We live in a world where whenever the discussion turns to humanitarian assistance or military intervention what is meant by that is American assistance and American intervention.
There are good reasons for this fact. It was the United States that pushed for the creation of the United Nations in 1945 and then insisted on becoming the organization’s host. It was the great liberal Eleanor Roosevelt who wrote and championed the Universal Declaration of Human Rights in 1948, which is now, in its fashion, the law of the world. For all its flaws, the UN remains the primary entity in the world to support peace and economic development based on justice and human dignity. It is in many ways a peculiarly American institution, despite this country’s flaws internationally over the last 68 years. And despite this country’s obvious promotion and interest in the ideals, if not always the execution, of free thinking, free enterprise, and free liberty.
There’s a case to be made that all of American poetry since the end of the Second World War is an affirmation of the values of American idealism as it has been formed at home, abroad, and in institutions such as the UN.
From Robert Penn Warren to Adrienne Rich, from Gwendolyn Brooks to Terrance Hayes, from Robert Bly to Li-Young Lee, from confessionalists to flarfists, the thrust of American poetry is the thrust of life, liberty, and the pursuit of happiness, which is, in every way, the thrust of American power.
All the same, American poets tend to favor the ideal of limited American power.
Adrienne Rich:
Must I argue the love of multitude in the blur or defend
a solitude of barbed-wire and searchlights, the survivalist’s final solution, have I a choice?
John Ashbery:
The extreme austerity of an almost empty mind
Colliding with the lush, Rousseau-like foliage of its desire to communicate
Something between breaths, if only for the sake
Of others and their desire to understand you and desert you
For other centers of communication, so that understanding
May begin, and in doing so be undone.
Yusef Komunuyakka:
The President of the United States of America
thumbs the pages slowly, moving from reverie to reverie,
learning why one envies the octopus
for its ink, how a man’s skin becomes the final page.
It’s worth noting that all those oft-quoted statements by George Washington and Thomas Jefferson and other founding fathers about the United States not getting entangled in foreign affairs came at a time when the country was in no position to do so. American inability to militarily intervene or to humanitarianly assist lasted into the 20th century.
On the other hand, from the Revolutionary era to the age of Reconstruction, it was European nations which attempted to exert their influence on political events here. Then came the Marshall Plan and a generation of economic growth in the U.S. after World War II that created our massive middle class with its tremendous ability to save capital for retirement. That, plus suffrage for women and the civil rights movement.
Therefore, it’s all well and good then that September 11 should arrive today with not much attention paid to it. As not much is made now of April 19, 1775, April 12, 1861, April 25, 1898, December 7, 1941, August 7, 1964, March 20, 2003.

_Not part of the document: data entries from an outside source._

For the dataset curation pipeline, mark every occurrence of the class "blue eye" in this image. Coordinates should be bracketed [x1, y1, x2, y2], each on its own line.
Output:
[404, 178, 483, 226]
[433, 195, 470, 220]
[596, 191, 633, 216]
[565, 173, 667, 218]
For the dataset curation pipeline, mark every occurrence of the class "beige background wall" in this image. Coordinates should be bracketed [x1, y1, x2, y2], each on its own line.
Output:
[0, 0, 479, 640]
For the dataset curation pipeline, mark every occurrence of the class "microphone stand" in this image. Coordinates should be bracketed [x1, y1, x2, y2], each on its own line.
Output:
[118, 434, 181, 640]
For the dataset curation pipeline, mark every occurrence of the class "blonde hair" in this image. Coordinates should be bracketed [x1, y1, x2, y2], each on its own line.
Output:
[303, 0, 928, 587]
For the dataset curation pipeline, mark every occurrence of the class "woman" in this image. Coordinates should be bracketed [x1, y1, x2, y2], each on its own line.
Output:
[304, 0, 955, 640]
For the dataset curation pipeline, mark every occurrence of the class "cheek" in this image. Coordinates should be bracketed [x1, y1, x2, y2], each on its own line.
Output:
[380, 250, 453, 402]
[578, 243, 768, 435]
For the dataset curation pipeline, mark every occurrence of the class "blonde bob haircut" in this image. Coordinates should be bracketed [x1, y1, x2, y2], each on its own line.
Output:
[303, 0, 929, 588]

As American poets begin to sift through the ashes of the last decade of war and its impact on American life, as American poets continue to assert our predisposition for peaceful unification, as American poets write in favor of amity and cessation and pacifism over war and extreme violence and tribalism, it is well too that we not underestimate the vile of tyranny in order simply to be peace-loving.
It is well too that we not diminish the historical or become so absolutist or insist in promoting without irony W. H. Auden’s complicated phrase that we must “love one another or die.”
It is well too that we accept that not each war is morally equivalent to every other war.
What I mean is, in the form of a question, will American poetry avoid the condensed and simplistic? Will American poets wrestle with the question, say, for example, of whether a principled limited war today is preferable to a very massive world war later? There are many acceptable answers to the question, no?
Believe I don’t have the answer nor the interest in having an answer for every poet. Poets — I say now and I say always — should write about whatever they want to write about.
But today I’m trying to forget September 11 and the narrow, incendiary glorification, even fetishization it has assumed for a dozen years in spite of the real suffering many have lived through, from 9/11 survivors to wounded military and their families.
Instead, I’m going to spend some time thinking, in some way, as best I can, about what a poem can say about the hideous and the atrocious and the wrathful as well as the vanquishing and the triumphal.